Some of the important consequences of the above principles are:

·        The most complicated ETLs are utilized to populate this area.

·        All other ETLs (populating other areas of the EDW) should utilize these data assets.

Mart Area

Purpose: Data which has been reformatted to satisfy dimensional needs of consumers.  Lean as much as possible on virtual assets (views of other data in an EDW) to prevent duplication of data and reduce ETL processing.  Generally, the data should already be prepared in the Core Area and exposed here through such views.  I.e., the transformation occurs in the Core Area, not here.  Exceptions are likely to be made, allowing data assets (such as conformed dimensions) to be created directly from source data in this area, typically for expedience.  But it is recommended that this practice not be implemented often.  Better to implement the transformations in the Core Area and expose the transformed data here with simple views.

Users of the data:

·        Consumers with enterprise reporting and analytic needs who specifically require the solution in dimensional form.

Principles:

·        Exposes enterprise data (from Core Area) in a dimensional form that is conducive to use with dimensional data analysis and reporting tools.

Some of the important consequences of the above principles are:

·        Strict (dimensional) standards are enforced to ensure consistency of the area to facilitate use of its data assets.

Dataset Area

Purpose: Data which has been reformatted (typically flattened/denormalized) to satisfy needs of consumers that are not using an access method that supports joining of the relational assets found elsewhere in the EDW.  I.e., these consumers are expecting stand-alone datasets.  Lean as much as possible on virtual assets (views of other data in the EDW) to prevent duplication of data and reduce ETL processing.

Users of the data:

·        Consumers with analytic needs for flattened datasets.

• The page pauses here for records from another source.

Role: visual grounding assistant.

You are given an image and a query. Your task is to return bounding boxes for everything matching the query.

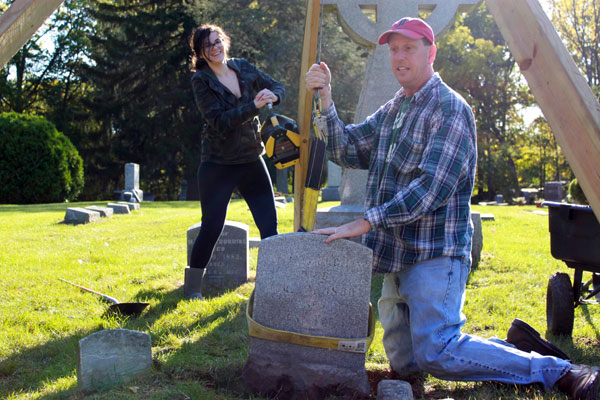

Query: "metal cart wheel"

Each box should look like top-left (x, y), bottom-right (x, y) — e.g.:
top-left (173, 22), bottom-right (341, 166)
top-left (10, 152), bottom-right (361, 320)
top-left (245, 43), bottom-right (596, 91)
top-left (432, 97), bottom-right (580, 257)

top-left (546, 272), bottom-right (575, 336)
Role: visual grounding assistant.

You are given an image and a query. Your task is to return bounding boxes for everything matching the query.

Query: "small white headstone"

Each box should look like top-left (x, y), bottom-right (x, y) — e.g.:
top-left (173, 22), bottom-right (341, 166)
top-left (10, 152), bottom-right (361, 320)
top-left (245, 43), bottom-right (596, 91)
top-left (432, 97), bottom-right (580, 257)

top-left (106, 203), bottom-right (131, 214)
top-left (117, 201), bottom-right (141, 211)
top-left (65, 207), bottom-right (100, 224)
top-left (77, 329), bottom-right (152, 391)
top-left (86, 206), bottom-right (114, 218)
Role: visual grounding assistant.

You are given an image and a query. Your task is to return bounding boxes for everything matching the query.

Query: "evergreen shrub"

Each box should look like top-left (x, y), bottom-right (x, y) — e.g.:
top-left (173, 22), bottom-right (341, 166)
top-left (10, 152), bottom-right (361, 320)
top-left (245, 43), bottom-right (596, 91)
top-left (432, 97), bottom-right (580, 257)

top-left (0, 113), bottom-right (84, 204)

·        Partners with whom we need to expose prepared datasets.

Principles:

·        Exposes enterprise data (typically from Core Area) in a stand-alone form that is conducive to use with analytical tools and programming languages.

Some of the important consequences of the above principles are:

·        Care must be taken to prevent excessive redundancy else the number of data assets in this area can explode.  (Everyone thinks they have a unique need that requires its own unique data asset.)

Files

Some will advocate for the inclusion of mutable files in this area to support analytic tools like the R programming language.  But care should be taken in this regard.  This area contains datasets which are continually and automatically maintained by an EDW ETLs.  It is unlikely that the R programmer wants to point their solution at a dynamic dataset of this type because the results obtained would change every time an ETL ran (which is out of the programmer’s control).  More likely, that programmer will want to do one of the following:

·        Create the file themselves at a location of their choosing by running a query that they deem appropriate at the time.

·        Have the data team create a fixed, point-in-time file per pre-supplied specifications which, per these standards, should be created in the Distribution Area.

Distribution Area

Purpose: Prepared data as distributed to internal consumers and/or external orgs.  By “prepared data”, we mean datasets containing specific point-in-time data that satisfies a pre-defined need.  These are provided in the form of immutable data files that can be transmitted to the pertinent party.  Examples include reports to oversight agencies and periodic reports required by a department within the org.

Users of the data:

·        Processes (or staff) that require the files.

Principles:

·        Provisioning area for fixed (immutable) files.

·        Satisfies consumers (internal or external) who require a specific file for a specific purpose at a specific point-in-time.

·        Historical record of the files (published data) provided from the EDW.

Some of the important consequences of the above principles are:

·        Immutable copy of every file provided to the pertinent consumers.

·        For those cases where the consumer cannot access the files directly, we need to push the files toward them either directly through an API or indirectly through a handoff area.